Ramirez also stated that "the markets cannot be stabilized if political instability is provoked in producer countries, because that gives rise to high costs and uncertainty." He pointed to the U.S. invasion of Iraq, and the Bush administration's pressure on Iran and open hostility toward the Venezuelan government of Hugo Chavez.

This year, international oil relations shifted after the Chavez administration reached cooperation agreements based on oil supplies. Mexico also took steps in that direction.

Chavez launched Petrocaribe, an alliance under which Venezuela will provide 198,000 barrels a day of oil to 13 Caribbean nations, with financing for up to 40 percent of the bill. In addition, Caracas will accept payment in the form of products or services.

Mexico, meanwhile, reached an agreement with its Central American neighbors to build a new refinery and gas pipeline in that region.

Since 1980, Venezuela and Mexico, Latin America's biggest oil producers, have sold 160,000 barrels a day, divided in equal parts, to nations in Central America and the Caribbean on preferential terms, with financing for up to 20 percent of the total cost, under the San Jose Pact.

But the pact has sometimes faced difficulties in implementation because the beneficiaries must in exchange purchase products from Mexico and Venezuela.

Caracas also promoted the creation of Petrosur, based on alliances among South American nations that began with supplies of heating oil and fuel oil to Argentina, to be paid for with agricultural and manufactured goods, as well as a contract with shipyards in Argentina to manufacture and repair vessels for Venezuela's oil fleet.

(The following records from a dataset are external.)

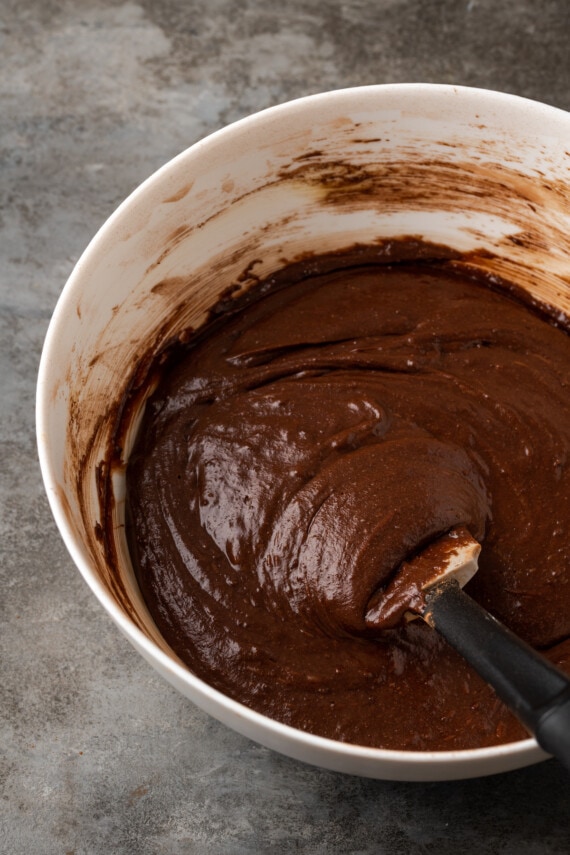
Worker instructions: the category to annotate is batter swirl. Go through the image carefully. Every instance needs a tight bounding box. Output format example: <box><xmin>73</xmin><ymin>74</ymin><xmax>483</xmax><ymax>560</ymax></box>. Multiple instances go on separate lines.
<box><xmin>127</xmin><ymin>263</ymin><xmax>570</xmax><ymax>750</ymax></box>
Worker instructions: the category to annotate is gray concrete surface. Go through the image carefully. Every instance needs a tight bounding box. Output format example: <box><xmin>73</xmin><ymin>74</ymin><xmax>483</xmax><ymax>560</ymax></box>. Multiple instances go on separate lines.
<box><xmin>0</xmin><ymin>0</ymin><xmax>570</xmax><ymax>855</ymax></box>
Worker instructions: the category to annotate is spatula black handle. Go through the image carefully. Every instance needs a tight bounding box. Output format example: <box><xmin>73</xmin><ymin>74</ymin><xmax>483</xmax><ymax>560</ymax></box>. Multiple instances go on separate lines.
<box><xmin>423</xmin><ymin>579</ymin><xmax>570</xmax><ymax>771</ymax></box>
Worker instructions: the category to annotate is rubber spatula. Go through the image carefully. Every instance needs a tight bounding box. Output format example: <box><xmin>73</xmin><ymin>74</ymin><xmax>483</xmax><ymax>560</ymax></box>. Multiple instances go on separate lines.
<box><xmin>367</xmin><ymin>529</ymin><xmax>570</xmax><ymax>771</ymax></box>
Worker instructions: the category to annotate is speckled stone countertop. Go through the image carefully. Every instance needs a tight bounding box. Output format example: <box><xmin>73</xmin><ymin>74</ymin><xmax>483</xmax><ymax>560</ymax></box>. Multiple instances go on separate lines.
<box><xmin>0</xmin><ymin>0</ymin><xmax>570</xmax><ymax>855</ymax></box>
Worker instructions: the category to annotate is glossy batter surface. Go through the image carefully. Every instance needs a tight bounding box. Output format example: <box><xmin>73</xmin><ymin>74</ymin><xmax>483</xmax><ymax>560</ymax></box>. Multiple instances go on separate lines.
<box><xmin>127</xmin><ymin>264</ymin><xmax>570</xmax><ymax>750</ymax></box>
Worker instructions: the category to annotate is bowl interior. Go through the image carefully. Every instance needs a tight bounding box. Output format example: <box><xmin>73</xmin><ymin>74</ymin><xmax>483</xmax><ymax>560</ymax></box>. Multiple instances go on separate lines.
<box><xmin>38</xmin><ymin>85</ymin><xmax>570</xmax><ymax>780</ymax></box>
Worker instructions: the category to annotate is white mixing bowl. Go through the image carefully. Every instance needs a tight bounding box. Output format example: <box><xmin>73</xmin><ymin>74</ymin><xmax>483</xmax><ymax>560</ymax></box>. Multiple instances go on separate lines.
<box><xmin>37</xmin><ymin>84</ymin><xmax>570</xmax><ymax>780</ymax></box>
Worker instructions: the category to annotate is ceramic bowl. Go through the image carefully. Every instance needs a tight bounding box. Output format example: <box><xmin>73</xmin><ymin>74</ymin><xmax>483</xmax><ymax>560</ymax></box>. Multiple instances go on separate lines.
<box><xmin>37</xmin><ymin>84</ymin><xmax>570</xmax><ymax>780</ymax></box>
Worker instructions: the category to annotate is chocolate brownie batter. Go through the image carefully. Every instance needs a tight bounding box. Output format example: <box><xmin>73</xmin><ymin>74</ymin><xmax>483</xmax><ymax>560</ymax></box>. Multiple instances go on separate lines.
<box><xmin>127</xmin><ymin>254</ymin><xmax>570</xmax><ymax>751</ymax></box>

Paraguay and Uruguay will also receive Venezuelan oil shipments under terms similar to those offered through Petrocaribe. In addition, the state-owned oil companies Petroleos de Venezuela (PDVSA) and Brazil's Petrobras signed agreements and will begin construction of a refinery in northeastern Brazil.

Furthermore, Venezuela set aside deposits in the southeastern Faja del Orinoco -- considered the world's biggest reserve of extra heavy crude oil, with 230 billion barrels -- for joint ventures with state-owned firms from Argentina, Brazil and Uruguay.

South American countries also foresee the construction of a gas pipeline running from Venezuela's Caribbean coast to the Rio de la Plata (River Plate, located between Argentina and Uruguay). The project will involve Bolivia, whose president-elect, Morales, is a political ally of Chavez and other left-leaning leaders in the region.

Even Colombia, which is governed by right-wing President Alvaro Uribe, has entered into an association with Venezuela to build a binational oil pipeline connecting Venezuela's oilfields with the Pacific coast.

Oil producers Ecuador and Peru, and Chile, an oil importer, have also expressed interest in taking part in the new energy integration schemes, which differ from the traditional commercial relations of the past.

The need to ensure supplies of energy, which will soon become scarce, in a context of sustained high prices, has fueled the new forms of cooperation that have been emerging in the developing South.

China, which will purchase 5.4 million barrels of Venezuelan oil this month, hopes to receive a total of 300,000 barrels a day from this country starting in 2006, and has explored with OPEC the possibility of long-term cooperation mechanisms.